When there have been emotional times at work, there have been times when all I have gone and done is some weeding. The monotonous rhythm of this action takes my mind off all the horrendous events that may have occurred but at the same time allows me time to process them. I remember at times thinking that even though a young life has been lost, the World has to continue and will continue; and it is helpful at times to remember that seasons will come and go regardless. It is a helpful reminder that time will pass inevitably and will enable healing to occur both for myself and for those families. I think we are lucky with the seasonality in the UK in this respect as it moves us on.
Not all gardeners advocate not wearing gloves, but some do, and one notable TV gardener is Monty Don who is never seen wearing a pair of gloves.
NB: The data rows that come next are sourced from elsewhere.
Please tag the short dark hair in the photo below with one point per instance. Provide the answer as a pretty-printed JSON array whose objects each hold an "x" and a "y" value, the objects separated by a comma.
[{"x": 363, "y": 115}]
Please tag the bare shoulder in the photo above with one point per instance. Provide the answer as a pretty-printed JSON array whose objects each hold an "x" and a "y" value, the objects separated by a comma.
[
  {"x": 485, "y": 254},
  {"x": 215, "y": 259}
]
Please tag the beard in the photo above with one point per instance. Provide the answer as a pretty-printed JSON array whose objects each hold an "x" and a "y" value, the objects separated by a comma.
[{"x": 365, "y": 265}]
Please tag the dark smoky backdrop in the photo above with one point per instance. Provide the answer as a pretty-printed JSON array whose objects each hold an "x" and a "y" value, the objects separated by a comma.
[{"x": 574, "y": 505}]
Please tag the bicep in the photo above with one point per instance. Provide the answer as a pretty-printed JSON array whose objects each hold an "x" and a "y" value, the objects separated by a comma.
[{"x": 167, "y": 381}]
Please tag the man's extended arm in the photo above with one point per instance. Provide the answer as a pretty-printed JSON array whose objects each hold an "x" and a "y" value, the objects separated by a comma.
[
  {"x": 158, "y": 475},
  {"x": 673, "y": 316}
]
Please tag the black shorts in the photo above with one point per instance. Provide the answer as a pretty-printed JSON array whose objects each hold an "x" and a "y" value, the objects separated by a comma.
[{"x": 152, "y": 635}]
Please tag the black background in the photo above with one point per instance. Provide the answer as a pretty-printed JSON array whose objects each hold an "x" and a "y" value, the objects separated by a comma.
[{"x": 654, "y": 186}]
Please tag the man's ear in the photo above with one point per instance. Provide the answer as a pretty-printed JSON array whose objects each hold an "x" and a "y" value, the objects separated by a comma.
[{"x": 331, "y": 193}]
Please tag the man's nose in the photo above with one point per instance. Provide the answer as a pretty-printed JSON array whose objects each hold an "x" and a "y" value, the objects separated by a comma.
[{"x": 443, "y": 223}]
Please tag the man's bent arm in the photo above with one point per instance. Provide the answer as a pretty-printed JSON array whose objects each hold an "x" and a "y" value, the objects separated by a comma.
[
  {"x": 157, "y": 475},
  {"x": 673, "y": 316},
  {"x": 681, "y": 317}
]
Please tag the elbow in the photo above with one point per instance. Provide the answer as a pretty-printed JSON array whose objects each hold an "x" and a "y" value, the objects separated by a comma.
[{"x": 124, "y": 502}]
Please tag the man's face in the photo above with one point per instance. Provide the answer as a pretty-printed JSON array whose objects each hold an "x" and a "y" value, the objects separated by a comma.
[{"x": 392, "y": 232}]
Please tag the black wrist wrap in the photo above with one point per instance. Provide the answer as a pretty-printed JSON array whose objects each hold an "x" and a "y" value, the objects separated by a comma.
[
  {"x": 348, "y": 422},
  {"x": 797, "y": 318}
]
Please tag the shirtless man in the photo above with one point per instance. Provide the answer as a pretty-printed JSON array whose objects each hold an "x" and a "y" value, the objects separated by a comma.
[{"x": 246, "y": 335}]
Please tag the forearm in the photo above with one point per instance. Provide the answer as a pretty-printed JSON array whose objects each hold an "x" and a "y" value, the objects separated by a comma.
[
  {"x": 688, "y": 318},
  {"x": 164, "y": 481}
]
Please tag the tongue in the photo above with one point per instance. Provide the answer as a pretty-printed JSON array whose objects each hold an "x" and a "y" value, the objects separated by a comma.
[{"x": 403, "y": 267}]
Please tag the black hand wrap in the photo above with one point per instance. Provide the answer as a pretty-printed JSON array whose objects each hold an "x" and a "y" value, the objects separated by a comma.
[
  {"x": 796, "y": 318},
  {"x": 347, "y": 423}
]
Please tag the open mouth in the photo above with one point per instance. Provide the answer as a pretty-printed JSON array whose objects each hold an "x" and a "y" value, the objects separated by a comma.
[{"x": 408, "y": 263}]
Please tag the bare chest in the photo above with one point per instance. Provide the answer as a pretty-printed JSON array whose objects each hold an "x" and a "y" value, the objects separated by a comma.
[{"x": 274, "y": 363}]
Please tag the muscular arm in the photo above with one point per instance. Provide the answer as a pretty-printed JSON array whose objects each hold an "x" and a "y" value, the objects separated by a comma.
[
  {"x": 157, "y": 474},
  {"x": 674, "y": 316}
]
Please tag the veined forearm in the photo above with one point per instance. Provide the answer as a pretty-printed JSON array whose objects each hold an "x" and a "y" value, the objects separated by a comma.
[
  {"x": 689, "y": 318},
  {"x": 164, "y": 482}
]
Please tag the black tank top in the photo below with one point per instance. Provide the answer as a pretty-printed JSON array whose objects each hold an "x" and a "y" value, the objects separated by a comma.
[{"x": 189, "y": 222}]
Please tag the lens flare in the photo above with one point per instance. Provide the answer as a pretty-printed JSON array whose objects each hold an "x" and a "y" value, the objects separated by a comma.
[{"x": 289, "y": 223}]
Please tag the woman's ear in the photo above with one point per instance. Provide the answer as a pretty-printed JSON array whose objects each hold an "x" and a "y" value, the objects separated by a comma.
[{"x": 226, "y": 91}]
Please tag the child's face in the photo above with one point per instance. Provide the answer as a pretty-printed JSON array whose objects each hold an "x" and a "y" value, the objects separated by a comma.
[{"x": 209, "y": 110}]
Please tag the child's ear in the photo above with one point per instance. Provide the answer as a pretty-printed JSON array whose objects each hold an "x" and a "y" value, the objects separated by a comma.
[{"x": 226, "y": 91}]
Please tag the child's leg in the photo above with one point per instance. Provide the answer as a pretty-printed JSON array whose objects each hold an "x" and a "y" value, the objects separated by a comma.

Monty Don has made public his battles with depression and how gardening has got him out of the episodes. Personally, I rarely wear gloves too, not to brave depression, but because I think there is something cathartic about feeling the warmth of the soil run through your hands. It is an antithesis to the sterile world of work where hand-washing is needed every 5 minutes and I love that I can do something that is the complete opposite at home. I love that the same hands that can place a tiny cannula into a neonate, can gently pull a plug plant out of its slot, or dig potatoes. However, I do tend to hide my secret of being a gardener at work by scrubbing the creases of my hands of all evidence!!
Following on from the thought that gardening can help to improve your mood and keep your body in balance, there is now research to say that actually getting your hands dirty increases your serotonin levels. It has been found that contact with soil itself and a specific soil bacteria, Mycobacterium vaccae, triggers serotonin release in the brain.
Additionally, other studies have shown that there is release of dopamine in the brain when we harvest products from our gardens. This response is postulated to happen because we have done over 200,000 years of hunter gathering and when doing so the reward centre in the brain would be triggered by the release of the dopamine into feeling a mild euphoria. This dopamine release and the accompanying pleasure can also be triggered by the mere sight or smell of fruit, in addition to the actual harvesting of crops!
I am not advocating that we all pick up a spade and become as obsessed as I am, but what I am really urging is that every Paediatrician finds something that they can achieve and enjoy outside work. If you follow my advice, trust me, you will be a better Paediatrician for it.